Взглянув на него. Иноков достал папиросу, но, не закуривая, положил ее на переплет рамы.
— Всегда спокойная, холодная, а — вот, — заговорил он, усмехаясь, но тотчас же оборвал фразу и неуместно чмокнул. — Пуаре? — переспросил он неестественно громко и неестественно оживленно начал рассказывать: — Он — брат известного карикатуриста Каран-д'Аша, другой его брат — капитан одного из пароходов Добровольного флота, сестра — актриса, а сам он был поваром у губернатора, затем околоточным надзирателем, да…
Сжав пальцы рук в один кулак, он спросил тише, беспокойно:
— Вы думаете — найдут у нее что-нибудь? Клим пожал плечами:
— Не знаю.
— Беспутнейший человек этот Пуаре, — продолжал Иноков, потирая лоб, глаза и говоря уже так тихо, что сквозь его слова было слышно ворчливые голоса на дворе. — Я даю ему уроки немецкого языка. Играем в шахматы. Он холостой и — распутник. В спальне у него — неугасимая лампада пред статуэткой богоматери, но на стенах развешаны в рамках голые женщины французской фабрикации. Как бескрылые ангелы. И — десятки парижских тетрадей «Ню». Циник, сластолюбец…
Он замолчал, прислушался.
— Как они долго, чорт их возьми! — пробормотал он, отходя от окна; встал у шкафа и, рассматривая книги, снова начал:
— Как-то я остался ночевать у него, он проснулся рано утром, встал на колени и долго молился шопотом, задыхаясь, стуча кулаками в грудь свою. Кажется, даже до слез молился… Уходят, слышите? Уходят!

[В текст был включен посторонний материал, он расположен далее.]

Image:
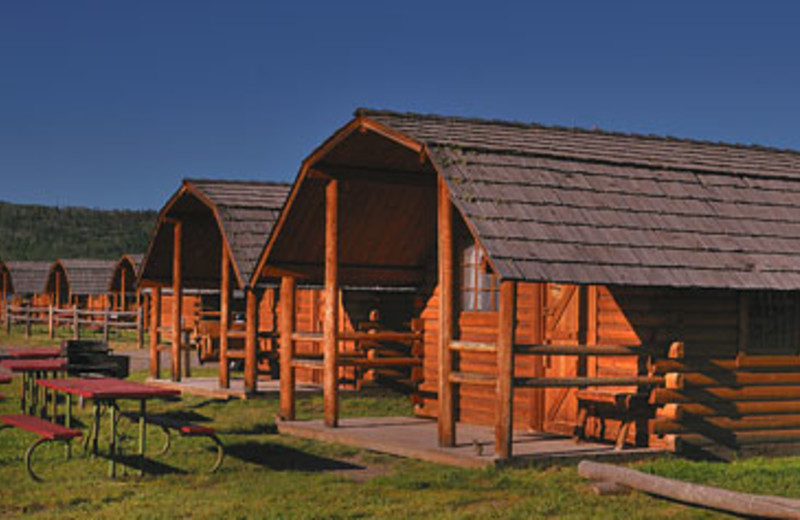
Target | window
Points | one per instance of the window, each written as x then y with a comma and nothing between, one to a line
772,322
477,283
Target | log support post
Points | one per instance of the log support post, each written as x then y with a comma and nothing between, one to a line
537,338
503,437
76,323
224,319
286,329
447,422
177,299
155,340
50,324
330,378
251,342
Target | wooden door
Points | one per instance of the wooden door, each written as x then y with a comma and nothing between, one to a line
562,326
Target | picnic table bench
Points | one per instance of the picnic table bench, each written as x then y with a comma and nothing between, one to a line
185,428
47,432
627,407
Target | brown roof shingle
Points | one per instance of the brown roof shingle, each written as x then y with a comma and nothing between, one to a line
586,206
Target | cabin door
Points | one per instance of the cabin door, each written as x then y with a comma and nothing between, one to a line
562,326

Да, на дворе топали тяжелые ноги, звякали шпоры, темные фигуры ныряли в калитку.
— Светлее стало, — усмехаясь заметил Самгин, когда исчезла последняя темная фигура и дворник шумно запер калитку. Иноков ушел, топая, как лошадь, а Клим посмотрел на беспорядок в комнате, бумажный хаос на столе, и его обняла усталость; как будто жандарм отравил воздух своей ленью.